Oui monsieur Cameron, la compétition fiscale est aussi bonne pour vous !
Texte d’opinion publié le 28 juin 2012 sur 24hGold.
Lors du dernier G20, je n’ai pu m’empêcher de m’amuser des réactions épouvantées de nos hommes politiques français à la remarque particulièrement bien sentie du premier ministre anglais David Cameron. Celui-ci a déclaré qu’il déroulerait le tapis rouge pour les entreprises françaises souhaitant s’installer en Grande-Bretagne. Il évoquait alors un « sain esprit de compétition ».
Ironique à propos de la fiscalité française, il n’a pourtant pas fait preuve du même sens de l’humour quand Jimmy Carr, comédien britannique, se révéla utiliser un système lui permettant de diminuer de façon légale son niveau d’imposition. La concurrence fiscale ne serait-elle bonne que pour les autres ?
L’évasion fiscale, les paradis fiscaux ont mauvaise presse car ils sont immédiatement associés à l’idée de ces « riches » qui chercheraient à payer moins que leur dû à la société, à des parasites qui profiteraient des biens publics fournis par l’État sans passer au tiroir-caisse ou à des égoïstes qui refusent de partager avec les autres.

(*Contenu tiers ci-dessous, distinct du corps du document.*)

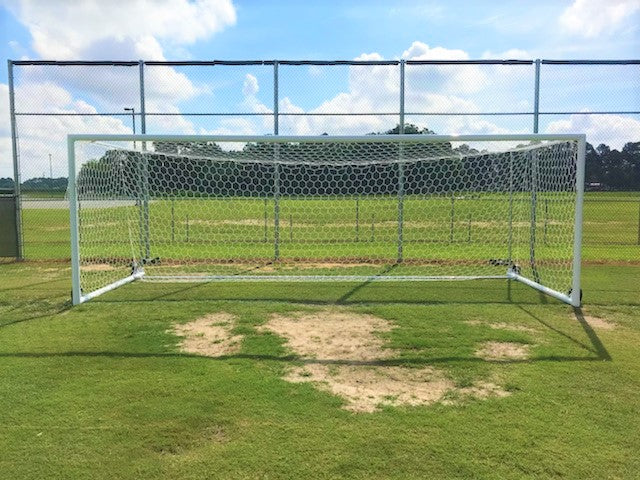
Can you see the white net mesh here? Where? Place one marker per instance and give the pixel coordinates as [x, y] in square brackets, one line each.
[329, 208]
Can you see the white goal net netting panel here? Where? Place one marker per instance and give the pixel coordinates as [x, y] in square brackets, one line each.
[324, 208]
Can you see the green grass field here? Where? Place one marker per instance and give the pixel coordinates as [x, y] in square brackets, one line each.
[103, 390]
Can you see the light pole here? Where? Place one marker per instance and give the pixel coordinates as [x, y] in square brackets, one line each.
[133, 121]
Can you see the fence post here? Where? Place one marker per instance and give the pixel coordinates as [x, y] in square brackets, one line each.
[510, 246]
[145, 166]
[401, 169]
[639, 223]
[276, 167]
[357, 218]
[16, 164]
[536, 99]
[452, 216]
[532, 229]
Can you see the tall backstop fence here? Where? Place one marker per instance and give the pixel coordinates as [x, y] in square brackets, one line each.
[51, 99]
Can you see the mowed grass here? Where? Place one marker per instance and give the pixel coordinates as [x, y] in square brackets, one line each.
[103, 391]
[611, 226]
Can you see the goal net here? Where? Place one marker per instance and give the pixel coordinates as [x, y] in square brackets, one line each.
[376, 207]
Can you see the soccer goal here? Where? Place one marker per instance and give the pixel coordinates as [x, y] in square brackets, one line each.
[326, 208]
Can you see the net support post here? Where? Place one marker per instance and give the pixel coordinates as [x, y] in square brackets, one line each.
[538, 286]
[576, 292]
[536, 98]
[76, 291]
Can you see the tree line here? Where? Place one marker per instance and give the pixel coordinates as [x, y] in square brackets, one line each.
[200, 167]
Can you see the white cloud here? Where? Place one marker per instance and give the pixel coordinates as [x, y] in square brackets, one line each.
[590, 18]
[376, 88]
[456, 79]
[612, 130]
[71, 30]
[510, 54]
[89, 30]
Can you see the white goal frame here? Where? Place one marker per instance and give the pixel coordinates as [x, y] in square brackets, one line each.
[572, 297]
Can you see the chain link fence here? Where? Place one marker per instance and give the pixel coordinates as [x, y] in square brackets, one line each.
[49, 100]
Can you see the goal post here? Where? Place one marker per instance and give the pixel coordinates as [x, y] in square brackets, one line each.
[326, 208]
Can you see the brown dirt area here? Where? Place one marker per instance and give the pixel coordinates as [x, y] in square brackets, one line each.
[599, 323]
[342, 352]
[209, 335]
[503, 351]
[513, 327]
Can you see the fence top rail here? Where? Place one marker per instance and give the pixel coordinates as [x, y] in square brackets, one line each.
[591, 62]
[131, 63]
[87, 137]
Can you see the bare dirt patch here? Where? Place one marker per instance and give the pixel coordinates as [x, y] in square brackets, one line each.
[209, 335]
[513, 327]
[332, 335]
[343, 354]
[367, 388]
[599, 323]
[503, 351]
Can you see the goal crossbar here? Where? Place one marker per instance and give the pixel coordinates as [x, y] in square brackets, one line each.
[416, 216]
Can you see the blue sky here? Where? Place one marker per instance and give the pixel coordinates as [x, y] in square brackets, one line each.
[252, 29]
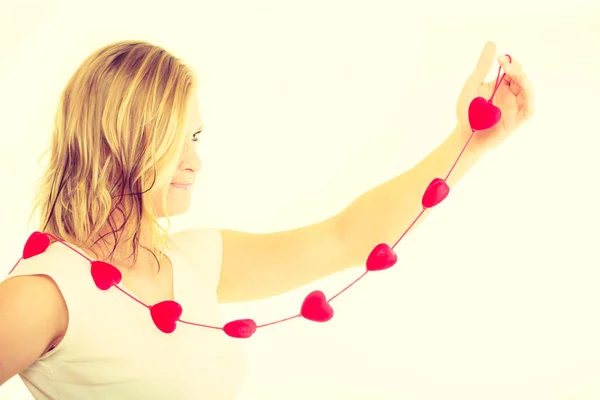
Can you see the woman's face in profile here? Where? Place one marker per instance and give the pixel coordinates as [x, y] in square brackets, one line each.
[188, 166]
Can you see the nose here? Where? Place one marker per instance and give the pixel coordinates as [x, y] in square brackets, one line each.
[191, 160]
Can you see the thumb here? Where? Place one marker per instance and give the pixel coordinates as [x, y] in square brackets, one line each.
[488, 55]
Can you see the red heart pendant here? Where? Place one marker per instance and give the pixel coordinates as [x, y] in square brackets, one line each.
[316, 308]
[435, 193]
[381, 257]
[483, 114]
[36, 244]
[241, 328]
[105, 275]
[165, 315]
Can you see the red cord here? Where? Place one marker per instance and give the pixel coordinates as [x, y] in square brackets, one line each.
[482, 114]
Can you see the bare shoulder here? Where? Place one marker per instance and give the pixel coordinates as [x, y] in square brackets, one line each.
[197, 242]
[35, 312]
[203, 248]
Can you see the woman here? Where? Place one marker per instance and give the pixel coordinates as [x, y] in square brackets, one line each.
[123, 155]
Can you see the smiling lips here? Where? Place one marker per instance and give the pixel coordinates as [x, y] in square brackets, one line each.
[182, 185]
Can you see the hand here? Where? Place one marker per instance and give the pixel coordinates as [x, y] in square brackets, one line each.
[514, 97]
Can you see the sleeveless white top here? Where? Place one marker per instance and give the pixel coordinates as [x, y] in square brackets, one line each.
[113, 350]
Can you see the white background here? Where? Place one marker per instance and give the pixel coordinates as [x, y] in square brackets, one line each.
[309, 104]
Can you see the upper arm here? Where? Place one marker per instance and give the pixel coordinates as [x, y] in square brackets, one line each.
[256, 266]
[33, 314]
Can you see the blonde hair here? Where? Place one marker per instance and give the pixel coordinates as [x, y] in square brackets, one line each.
[117, 135]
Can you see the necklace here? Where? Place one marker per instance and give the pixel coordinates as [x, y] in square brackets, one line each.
[315, 307]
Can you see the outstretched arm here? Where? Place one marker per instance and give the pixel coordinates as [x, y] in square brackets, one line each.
[256, 266]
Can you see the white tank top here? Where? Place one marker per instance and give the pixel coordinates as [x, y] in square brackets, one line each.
[113, 350]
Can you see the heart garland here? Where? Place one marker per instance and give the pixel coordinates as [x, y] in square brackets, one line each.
[482, 113]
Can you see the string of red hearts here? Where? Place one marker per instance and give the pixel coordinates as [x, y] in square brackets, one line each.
[166, 314]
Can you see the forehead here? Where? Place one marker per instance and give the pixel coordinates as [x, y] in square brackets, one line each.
[194, 119]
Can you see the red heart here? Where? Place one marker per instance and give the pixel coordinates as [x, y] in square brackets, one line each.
[105, 275]
[316, 308]
[165, 315]
[483, 114]
[241, 328]
[381, 257]
[37, 243]
[435, 193]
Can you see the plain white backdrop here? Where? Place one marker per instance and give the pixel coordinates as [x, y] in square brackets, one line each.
[309, 104]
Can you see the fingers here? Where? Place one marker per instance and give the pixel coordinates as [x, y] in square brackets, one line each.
[519, 85]
[527, 94]
[484, 64]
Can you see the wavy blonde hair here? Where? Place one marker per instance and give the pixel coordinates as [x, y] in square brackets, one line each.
[117, 135]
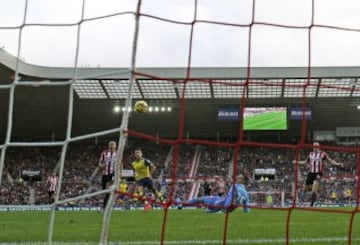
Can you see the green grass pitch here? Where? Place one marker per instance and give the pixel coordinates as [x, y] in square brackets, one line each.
[266, 121]
[260, 226]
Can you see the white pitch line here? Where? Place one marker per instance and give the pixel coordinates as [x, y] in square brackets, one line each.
[238, 241]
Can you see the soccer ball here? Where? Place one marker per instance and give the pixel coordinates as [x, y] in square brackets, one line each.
[141, 106]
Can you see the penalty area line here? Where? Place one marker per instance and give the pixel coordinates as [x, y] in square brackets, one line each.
[181, 242]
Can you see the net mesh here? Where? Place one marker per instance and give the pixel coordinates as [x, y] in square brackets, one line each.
[195, 167]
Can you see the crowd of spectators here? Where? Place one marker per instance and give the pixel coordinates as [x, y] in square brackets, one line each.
[214, 164]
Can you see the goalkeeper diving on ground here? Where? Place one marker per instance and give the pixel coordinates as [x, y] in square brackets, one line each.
[237, 196]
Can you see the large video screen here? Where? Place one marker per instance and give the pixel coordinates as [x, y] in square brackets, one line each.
[265, 118]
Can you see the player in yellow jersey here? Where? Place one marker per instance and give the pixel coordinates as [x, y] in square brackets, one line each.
[144, 169]
[122, 191]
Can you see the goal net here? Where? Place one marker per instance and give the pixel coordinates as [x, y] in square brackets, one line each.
[234, 88]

Comme souvent à propos de ces questions de société, les choses sont plus complexes qu’elles n’apparaissent au départ car l’évasion fiscale, c’est comme une bonne fessée. De temps, en, temps, ça remet les pendules à l’heure.
Car qui envisage une évasion, vit dans une prison. Qui rêve du paradis cherche sans doute à éviter l’enfer. Quelle prison ? Quel enfer ? Celui ou celle du citoyen qui juge que son fardeau fiscal est bien trop lourd et cherche à se protéger. Or, plus ce fardeau s’alourdit, plus ce besoin d’évasion concerne le plus grand nombre d’entre nous et plus il devient urgent de donner une bonne correction à des pouvoirs publics qui cherchent trop facilement à sonder la profondeur de la poche du contribuable.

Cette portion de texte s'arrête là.